Students will have to wait a year to enrol into the Lakehead University veterinary program.
Officials confirmed that students will begin classes in the 2025-2026 school year in the Collaborative Doctor of Veterinary Medicine Program for Lakehead University and the University of Guelph.
“We are trying to do things as quickly as possible, but of course, a new build like this is going to take some time,” said David Barnett, Lakehead’s provost and vice president of academic. “We will be looking at a 2025 start for the first cohort; We have discussed this with the government, [so they are aware of it] as well.”
School officials also indicated that a governance structure has been established between the post-secondary schools that includes a number of joint-working groups.

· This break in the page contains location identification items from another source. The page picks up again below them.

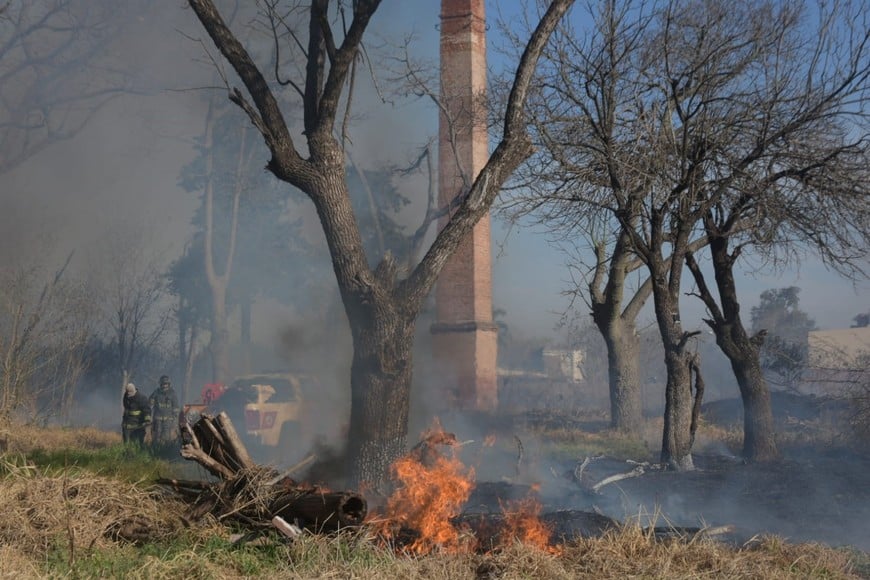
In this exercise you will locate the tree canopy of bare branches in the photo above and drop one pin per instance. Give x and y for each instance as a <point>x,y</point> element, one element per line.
<point>678,124</point>
<point>381,308</point>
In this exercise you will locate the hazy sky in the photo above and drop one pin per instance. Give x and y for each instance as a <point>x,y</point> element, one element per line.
<point>124,166</point>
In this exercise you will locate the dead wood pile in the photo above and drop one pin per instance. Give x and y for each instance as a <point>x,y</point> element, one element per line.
<point>252,495</point>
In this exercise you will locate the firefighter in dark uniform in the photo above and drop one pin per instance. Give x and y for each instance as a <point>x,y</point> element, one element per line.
<point>164,404</point>
<point>137,415</point>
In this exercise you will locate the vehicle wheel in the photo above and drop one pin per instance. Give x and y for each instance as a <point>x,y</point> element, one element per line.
<point>290,442</point>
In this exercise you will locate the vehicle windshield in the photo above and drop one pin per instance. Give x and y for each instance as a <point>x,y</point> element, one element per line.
<point>284,390</point>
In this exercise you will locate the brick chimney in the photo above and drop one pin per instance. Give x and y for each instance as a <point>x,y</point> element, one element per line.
<point>464,335</point>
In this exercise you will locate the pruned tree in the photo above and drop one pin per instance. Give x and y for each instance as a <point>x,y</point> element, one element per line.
<point>705,123</point>
<point>783,330</point>
<point>588,183</point>
<point>381,307</point>
<point>789,151</point>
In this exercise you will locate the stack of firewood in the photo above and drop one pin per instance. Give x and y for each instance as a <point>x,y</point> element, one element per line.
<point>255,496</point>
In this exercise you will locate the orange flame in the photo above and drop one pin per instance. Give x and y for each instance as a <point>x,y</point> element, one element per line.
<point>431,489</point>
<point>427,498</point>
<point>522,523</point>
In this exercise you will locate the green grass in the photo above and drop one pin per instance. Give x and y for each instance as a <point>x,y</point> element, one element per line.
<point>123,462</point>
<point>568,444</point>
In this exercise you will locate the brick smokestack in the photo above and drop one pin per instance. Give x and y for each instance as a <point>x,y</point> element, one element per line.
<point>464,335</point>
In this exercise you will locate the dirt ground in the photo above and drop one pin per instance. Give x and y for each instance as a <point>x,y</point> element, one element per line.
<point>814,498</point>
<point>814,494</point>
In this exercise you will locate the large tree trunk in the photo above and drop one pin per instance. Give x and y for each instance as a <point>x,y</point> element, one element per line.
<point>759,443</point>
<point>618,329</point>
<point>380,396</point>
<point>219,345</point>
<point>245,323</point>
<point>677,432</point>
<point>626,409</point>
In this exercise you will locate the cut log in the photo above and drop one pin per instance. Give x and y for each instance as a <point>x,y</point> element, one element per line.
<point>253,495</point>
<point>320,511</point>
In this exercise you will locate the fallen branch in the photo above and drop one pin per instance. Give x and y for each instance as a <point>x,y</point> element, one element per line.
<point>636,472</point>
<point>253,495</point>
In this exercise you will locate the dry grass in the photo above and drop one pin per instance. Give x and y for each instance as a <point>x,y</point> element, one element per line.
<point>76,510</point>
<point>64,522</point>
<point>27,438</point>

In August, the University of Guelph submitted a request for substantive change to their Doctor of Veterinary Medicine Program with the Canadian Veterinary Medical Association, which collaborates with the American Veterinary Medical Association-Council on Education.
Those bodies grant accreditation to university programs designed to educate students to become veterinarians.
Barnett did indicate that the university has enlisted the help of a consultant.
“There are facilities that we don’t have currently on our campus, so there will be some sort of a new build,” Barnett said.
“But that’s the consultant’s work really to look at matching those functional requirements. Several of us have been down to Guelph as well to look at what [they have for facilities]. The consultant will be advising us on what that new build might look like, and certainly we will be leveraging spaces here at the university that we can.”
The students will engage in the first two years of schooling in Thunder Bay before concluding the four-year program in Guelph.
Barnett mentioned that the consultant’s report is due back in the middle of October.
In terms of finances, Lakehead University isn’t sure what an exact number would look like from them to contribute to launching the school. Barnett said that they would look at donations as well as possible applications through FedNor as well as the Northern Ontario Heritage Fund Corporation.
The provincial budget in March indicated a $14.7 million contribution over two years, which begins in 2024-2025, and Thunder Bay city council previously approved a $500,000 contribution from the Thunder Bay Community Economic Development Commission.